Multilocus-Infeasible Map Functions
Kosambi, Carter-Falconer, and Felsenstein map functions are multilocus-infeasible because they can produce negative gametic frequencies.
The Morgan, Haldane, Sturt and generalized map functions are multilocus-feasible.
Haldane is most often used for its simplicity except when linkage is tight, e.g. m << 0.5.
Map Building
How many possible orders are there for k loci?
10 loci can be ordered in over 1 million ways.
The solution is to generate a small number of probably orders and then analyze these few in depth.
Stepwise Approximate Ordering
Use likelihood analysis to order a few markers, say l.
Add each additional marker one at a time by considering all l-1 positions for it. Choose the location that results in the highest likelihood.

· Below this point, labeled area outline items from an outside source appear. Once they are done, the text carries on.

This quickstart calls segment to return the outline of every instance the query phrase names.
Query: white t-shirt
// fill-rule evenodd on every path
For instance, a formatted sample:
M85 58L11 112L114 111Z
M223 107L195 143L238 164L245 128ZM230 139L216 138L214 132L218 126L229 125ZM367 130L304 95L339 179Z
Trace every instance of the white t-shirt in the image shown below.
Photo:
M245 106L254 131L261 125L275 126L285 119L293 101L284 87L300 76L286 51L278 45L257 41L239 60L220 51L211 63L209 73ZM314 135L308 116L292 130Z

Number of likelihood evaluations: 3+4+5...+k = (k-2)(k+3)/2.
Pairwise Approximate Ordering
Two point linkage analysis on all pairs of loci to obtain a recombination fraction estimate.
Multidimensional scaling analyses (multivariate exploratory analysis) to find approximate orders.
Final Step – Perfecting Order
Test the likelihood of various reorderings of neigboring groups of loci.
If an tested order has higher likelihood, keep it.
etc...
Disease Mapping
Condition on an ordering of all markers except disease locus.
Calculate a multilocus likelihood for each possible position of the disease locus, call this lx.
Calculate the location score 2(lx - l) at point x, where l is the log-likelihood with disease locus unlinked to other markers.
Disease Mapping
Can also calculate multipoint LOD scores by dividing locations scores by 2ln(10).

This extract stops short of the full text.